A disc brake system

British Cycling made the decision this week that they will allow the use disc brakes in all road competitions from 2018. The move has been trialed by the UCI  at the highest level. It’s a step that has been hotly debated among road racers and elite cyclists.

But for your average punter cyclist, going to the shops, spinning round the park, whatever, what can disc brakes do for you? Let’s have a look at some of the advantages and disadvantages of disc brakes.


Increased braking power 

Taking the brake away from the rim wouldn’t on the face of it offer more braking power, I mean a big wide rim, compared to a wee disc brake rotor, surely the rim would offer more leverage? Wrong.

Disc brake pads are made of sintered metal, grabbing onto a metal disc, the disc brake offers infinitely better power. Disc brakes also offer mechanical or hydraulic options, with hydraulic systems offering braking power comparable to that of motorbikes.

Increased reliablity

With increased braking power, comes increased reliability. When it comes to unpredictable weather conditions, disc brakes win the day every time. Better at repelling water and dirt than their rim placed cousins, there is a much smaller area for such nasties to get in and get stuck up in the system.

Furthermore the metal on metal contact does miles better at gripping than the common rim brake rubber and metal combination.

Less waste

It seems a strange one, however, as the brake doesn’t cause any erosion to the rim of your wheel. By only having to replace the disc in the middle of your rim, it causes less waste. You wont wear out your rim in the same way that rim brakes cause.

For those that are money conscious this is good news, save some cash in the long run by considering disc brakes.

Weight penalty 

For the weight weenies out there, disc brakes throw up a bit of an issue. Adding all that extra hardware to your bike comes with as bit of a weight penalty.

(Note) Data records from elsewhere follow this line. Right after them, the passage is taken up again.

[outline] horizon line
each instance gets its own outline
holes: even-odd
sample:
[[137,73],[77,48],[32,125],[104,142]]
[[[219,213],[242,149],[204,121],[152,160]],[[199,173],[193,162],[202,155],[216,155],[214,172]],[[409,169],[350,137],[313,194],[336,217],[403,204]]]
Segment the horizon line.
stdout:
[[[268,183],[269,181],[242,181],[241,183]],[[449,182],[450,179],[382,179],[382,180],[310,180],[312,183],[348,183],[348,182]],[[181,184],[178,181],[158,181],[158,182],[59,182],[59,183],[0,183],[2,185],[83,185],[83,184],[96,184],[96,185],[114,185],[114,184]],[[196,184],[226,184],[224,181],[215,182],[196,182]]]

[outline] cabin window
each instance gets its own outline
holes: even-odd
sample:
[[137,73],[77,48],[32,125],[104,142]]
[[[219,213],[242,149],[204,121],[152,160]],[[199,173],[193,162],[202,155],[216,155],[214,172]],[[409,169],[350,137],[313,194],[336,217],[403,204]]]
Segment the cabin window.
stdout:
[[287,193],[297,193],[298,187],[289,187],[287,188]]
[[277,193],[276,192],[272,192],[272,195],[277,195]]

The addition of a system full of fluid, plus chunkier levers and a disc rotor to your wheels adds a bit of extra meat to your bike.

Tougher to fix

With the influx of disc brakes across all disciplines, the repair businesses of the world are rubbing their hands together. It’s clear that disc brakes are tougher to work with than some other braking systems, particularly hydraulic systems.The amateur mechanic might not have access to the equipment and expertise required.